Le acque incontaminate dei fiumi e dei torrenti in Alaska si stanno tingendo di arancione a causa dello scioglimento del permafrost, rivela una nuova ricerca presentata il 20 maggio sulla rivista Communications Earth & Environment.
Per l’esattezza, dalla dissoluzione graduale del permafrost sono emersi i vari minerali metallici che vi erano immagazzinati e che, a contatto con i corsi d’acqua, hanno rilasciato sostanze acide. Da qui, la caratteristica tinta che vira alla ruggine.
La scoperta è frutto degli studi condotti dai ricercatori del National Park Service, di U.S. Geological Survey, dell’Università della California, di UC Davis e di altre istituzioni che hanno collaborato al fine di documentare numerosi campioni di acque compromesse dall’alta concentrazione di ferro, zinco, nichel, rame e cadmio.
Jon O’Donnell, ecologista per l’Arctic Inventory and Monitoring Network dell’NPS ed autore della ricerca, non ha potuto che constatare l’insorgenza del problema di persona, quando nel 2018 condusse alcune osservazioni preliminari della zona in pericolo “Più volavamo in giro, più abbiamo iniziato a notare sempre fiumi e torrenti arancioni. Ci sono alcuni siti che sembrano quasi un succo d’arancia lattiginoso. Quei flussi di arancia possono essere problematici sia in termini di tossicità, ma potrebbero anche impedire la migrazione dei pesci nelle aree di riproduzione”.
Con l’ausilio di elicotteri e la complicità dei residenti disposti a rispondere alle domande in merito alla questione, O’Donnell è dunque riuscito a raccogliere svariati campioni che hanno messo in luce una netta trasformazione del pH dei fiumi, con una variazione che passa da un valore medio pari ad 8 a 2,3.

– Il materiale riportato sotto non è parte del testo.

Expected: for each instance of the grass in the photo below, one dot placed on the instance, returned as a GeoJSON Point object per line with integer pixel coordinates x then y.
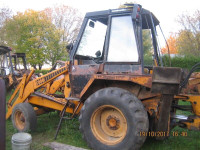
{"type": "Point", "coordinates": [70, 134]}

Un problema che, a detta di Brett Poulin, assistente professore di tossicologia ambientale alla UC Davis, si sta espandendo a macchia d’olio “I fiumi macchiati sono così grandi che possiamo vederli dallo spazio”. Osservazione allarmante, già avanzata da O’Donnell, il quale sottolinea che i cambiamenti visibili nel 2018 sono in realtà l’esito di un processo di deterioramento del permafrost iniziato nel lontano 2008 “Il problema si sta lentamente propagando da piccole sorgenti a fiumi più grandi nel tempo. Quando emergono problemi o minacce emergenti, dobbiamo essere in grado di capirli”.
La comprensione, al di là del puro interesse accademico, è una necessità impellente se si considerano le ripercussioni che questo fenomeno ha sulle vite di molte comunità rurali: i corsi d’acqua non solo rappresentano la loro fonte di acqua potabile, ma costituiscono una cospicua fonte di approvvigionamento grazie alla pesca. Il timore degli scienziati si espande infatti alla qualità dell’acqua stessa. A tal proposito O’Donnell garantisce continuità negli studi “penso che ci sarà un lavoro molto più dettagliato da seguire per affrontare alcune delle incertezze che abbiamo attualmente”.
Se da un lato gli accademici si stanno mobilitando per approfondire le problematiche annesse al tema e stanno tendano di offrire valide soluzioni pragmatiche, dall’altro è giusto interrogarsi sulla loro origine. Si parla ora di cambiamento climatico e di riscaldamento globale ma ad entrambi gli esiti non si è giunti per puro caso: uno studio condotto dai democratici e poi presentato da Sheldon Whitehouse, presidente della Commissione Bilancio del Senato e da Jamie Raskin, membro della Commissione di Supervisione della Camera, al Dipartimento della Giustizia ha infatti evidenziato la responsabilità di numerose aziende petrolifere che da oltre 60 anni continuano ad inquinare consapevolmente.
Adesso si insiste per indagare su BP America, Chevron, ExxonMobil e Shell, oltre che su due grandi industriali quali American Petroleum Institute e U.S. Chamber of Commerce, entrambi accusati di “negazionismo e disinformazione” circa l’impatto climatico dei combustibili fossili.